A study of the synergistic effect of folate-decorated polymeric micelles incorporating Hydroxycamptothecin with radiotherapy on xenografted human cervical carcinoma

• Prepared folated-decorated active targeting micelles for delivery of hydroxycamptothecin.
• Combination HCPT micelles with radiotherapy for the treatment of human cervical carcinoma.
• Investigated the synergistic mechanism of HCPT micelles and radiotherapy.

In this study, Hydroxycamptothecin (HCPT)-loaded micelles were formed in water by the self-assembly of folate (FA)-decorated amphiphilic block copolymer, methoxy poly(ethylene glycol)-poly(ε-caprolactone) (MPEG-PCL), and achieved a hydrodynamic diameter about of 132 nm.
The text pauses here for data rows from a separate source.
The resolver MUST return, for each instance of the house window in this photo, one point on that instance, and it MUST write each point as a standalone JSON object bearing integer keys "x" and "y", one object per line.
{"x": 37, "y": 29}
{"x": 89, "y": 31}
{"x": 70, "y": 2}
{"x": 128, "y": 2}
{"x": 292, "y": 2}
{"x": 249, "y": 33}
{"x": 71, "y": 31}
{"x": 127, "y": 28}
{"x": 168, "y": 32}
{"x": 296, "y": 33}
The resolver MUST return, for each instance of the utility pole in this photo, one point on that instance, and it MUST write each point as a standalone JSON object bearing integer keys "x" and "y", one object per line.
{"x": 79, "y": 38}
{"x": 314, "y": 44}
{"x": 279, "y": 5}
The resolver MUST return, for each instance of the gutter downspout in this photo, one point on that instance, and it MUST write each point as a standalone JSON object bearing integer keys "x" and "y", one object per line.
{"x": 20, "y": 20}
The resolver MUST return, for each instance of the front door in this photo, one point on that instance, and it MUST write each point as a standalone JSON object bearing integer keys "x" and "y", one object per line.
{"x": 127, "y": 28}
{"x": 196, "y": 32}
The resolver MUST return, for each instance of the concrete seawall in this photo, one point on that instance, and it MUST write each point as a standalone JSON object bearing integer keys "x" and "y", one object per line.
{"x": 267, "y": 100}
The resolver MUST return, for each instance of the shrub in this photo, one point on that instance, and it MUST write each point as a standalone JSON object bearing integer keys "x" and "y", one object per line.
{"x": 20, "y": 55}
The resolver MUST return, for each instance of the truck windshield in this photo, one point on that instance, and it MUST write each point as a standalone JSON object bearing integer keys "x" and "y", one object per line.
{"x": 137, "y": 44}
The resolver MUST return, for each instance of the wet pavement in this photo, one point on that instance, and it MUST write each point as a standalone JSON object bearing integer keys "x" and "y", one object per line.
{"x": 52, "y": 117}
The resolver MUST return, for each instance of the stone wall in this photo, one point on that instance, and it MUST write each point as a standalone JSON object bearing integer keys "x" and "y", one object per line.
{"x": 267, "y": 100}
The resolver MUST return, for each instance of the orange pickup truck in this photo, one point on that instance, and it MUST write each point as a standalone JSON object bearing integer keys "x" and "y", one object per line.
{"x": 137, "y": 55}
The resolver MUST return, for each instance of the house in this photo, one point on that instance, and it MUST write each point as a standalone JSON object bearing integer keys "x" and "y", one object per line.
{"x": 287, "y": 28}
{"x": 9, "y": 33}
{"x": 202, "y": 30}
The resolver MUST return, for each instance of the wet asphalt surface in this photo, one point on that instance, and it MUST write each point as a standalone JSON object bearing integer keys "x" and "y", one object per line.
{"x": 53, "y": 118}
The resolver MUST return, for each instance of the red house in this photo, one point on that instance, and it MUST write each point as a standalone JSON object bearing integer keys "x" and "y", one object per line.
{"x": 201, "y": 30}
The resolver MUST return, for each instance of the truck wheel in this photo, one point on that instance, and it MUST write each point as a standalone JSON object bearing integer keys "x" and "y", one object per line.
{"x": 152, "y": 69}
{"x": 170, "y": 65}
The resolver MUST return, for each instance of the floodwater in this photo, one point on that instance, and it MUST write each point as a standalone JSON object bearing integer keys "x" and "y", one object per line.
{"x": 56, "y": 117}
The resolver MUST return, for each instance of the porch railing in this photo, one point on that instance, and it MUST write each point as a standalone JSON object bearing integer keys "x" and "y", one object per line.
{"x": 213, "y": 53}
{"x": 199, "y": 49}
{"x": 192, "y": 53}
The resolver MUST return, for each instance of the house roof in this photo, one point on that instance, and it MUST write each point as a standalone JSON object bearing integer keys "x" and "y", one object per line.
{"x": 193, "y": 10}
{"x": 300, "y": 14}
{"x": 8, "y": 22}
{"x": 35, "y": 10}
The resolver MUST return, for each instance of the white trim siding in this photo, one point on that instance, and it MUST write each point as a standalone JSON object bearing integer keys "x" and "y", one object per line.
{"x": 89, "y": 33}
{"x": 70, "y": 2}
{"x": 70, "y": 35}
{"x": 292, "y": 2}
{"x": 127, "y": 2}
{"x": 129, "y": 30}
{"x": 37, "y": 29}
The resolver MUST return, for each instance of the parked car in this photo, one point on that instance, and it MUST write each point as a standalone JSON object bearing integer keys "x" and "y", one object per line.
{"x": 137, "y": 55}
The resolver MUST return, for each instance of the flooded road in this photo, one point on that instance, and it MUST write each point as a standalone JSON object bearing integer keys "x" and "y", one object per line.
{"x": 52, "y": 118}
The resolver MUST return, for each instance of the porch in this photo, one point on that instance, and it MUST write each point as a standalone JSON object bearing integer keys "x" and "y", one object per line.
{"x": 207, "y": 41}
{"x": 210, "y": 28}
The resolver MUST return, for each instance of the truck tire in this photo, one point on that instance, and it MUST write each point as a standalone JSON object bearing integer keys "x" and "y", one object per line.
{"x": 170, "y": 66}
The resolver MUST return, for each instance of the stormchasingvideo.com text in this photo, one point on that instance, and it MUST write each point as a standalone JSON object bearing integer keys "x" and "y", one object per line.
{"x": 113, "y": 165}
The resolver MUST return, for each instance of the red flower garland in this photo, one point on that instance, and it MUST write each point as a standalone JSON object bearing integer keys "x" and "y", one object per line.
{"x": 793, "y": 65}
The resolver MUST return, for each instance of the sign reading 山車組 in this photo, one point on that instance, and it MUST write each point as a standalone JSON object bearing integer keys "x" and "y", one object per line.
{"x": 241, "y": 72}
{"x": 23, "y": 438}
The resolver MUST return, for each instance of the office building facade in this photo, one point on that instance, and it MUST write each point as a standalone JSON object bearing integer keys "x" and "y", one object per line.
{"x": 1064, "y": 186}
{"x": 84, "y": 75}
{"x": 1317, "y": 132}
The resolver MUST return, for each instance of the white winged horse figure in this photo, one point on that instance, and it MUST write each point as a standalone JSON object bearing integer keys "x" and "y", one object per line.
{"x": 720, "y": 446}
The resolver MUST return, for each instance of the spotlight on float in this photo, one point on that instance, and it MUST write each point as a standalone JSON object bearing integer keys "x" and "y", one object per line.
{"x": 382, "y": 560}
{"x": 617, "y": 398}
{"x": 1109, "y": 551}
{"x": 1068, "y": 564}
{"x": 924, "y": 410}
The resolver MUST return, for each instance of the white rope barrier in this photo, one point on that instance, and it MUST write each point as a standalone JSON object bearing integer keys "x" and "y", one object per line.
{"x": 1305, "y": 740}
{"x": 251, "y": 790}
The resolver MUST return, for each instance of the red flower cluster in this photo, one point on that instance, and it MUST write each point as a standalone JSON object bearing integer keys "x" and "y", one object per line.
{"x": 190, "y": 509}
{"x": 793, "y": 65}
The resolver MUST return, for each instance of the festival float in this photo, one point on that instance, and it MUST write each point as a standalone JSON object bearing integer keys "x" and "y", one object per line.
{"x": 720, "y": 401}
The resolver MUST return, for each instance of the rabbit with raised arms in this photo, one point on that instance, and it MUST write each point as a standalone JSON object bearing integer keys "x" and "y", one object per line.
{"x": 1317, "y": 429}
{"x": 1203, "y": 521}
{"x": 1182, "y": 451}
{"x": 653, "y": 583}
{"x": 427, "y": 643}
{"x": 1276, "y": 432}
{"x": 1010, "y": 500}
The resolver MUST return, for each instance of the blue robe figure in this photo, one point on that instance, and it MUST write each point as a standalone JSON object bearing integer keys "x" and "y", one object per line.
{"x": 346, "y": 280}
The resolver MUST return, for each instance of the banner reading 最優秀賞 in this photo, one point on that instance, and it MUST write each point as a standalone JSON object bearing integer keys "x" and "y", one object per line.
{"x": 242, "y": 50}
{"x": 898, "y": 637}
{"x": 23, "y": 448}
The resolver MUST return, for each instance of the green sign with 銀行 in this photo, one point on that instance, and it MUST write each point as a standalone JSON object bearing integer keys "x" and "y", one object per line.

HCPT release from the micelles exhibited no initial burst but showed a sustained release profile. The cytotoxicity and targeting ability of FA conjugated polymeric micelles was investigated by using methylthiazoletetrazolium (MTT) and fluorescence microscopy. We found that FA-conjugated micelles had superior cytotoxicity against HeLa cells compared to non-conjugated micelles, and that they exerted this effect by folate receptor (FR)-mediated endocytosis. In addition, HeLa cells were xenografted into nude mice and subjected to radiotherapy (RT) and/or HCPT-loaded micelle treatment. The antitumor efficacy was detected by analysis of tumor growth delay (TGD) and median survival time. Micro fluorine-18-deoxyglucose PET/computed tomography (18F-FDG PET/CT) was performed to assess early tumor response to HCPT-loaded micelles in combination with RT. Analysis of cell cycle redistribution, apoptosis and expression of histone H2AX phosphorylation (λ-H2AX) was used to evaluate the mechanism by which HCPT loaded micelles led to radiosensitization. Taken together, the results showed that HCPT-loaded FA decorated micelles efficiently sensitized xenografts in mice to RT, and induced G2/M phase arrest, apoptosis and expression of λ-H2AX.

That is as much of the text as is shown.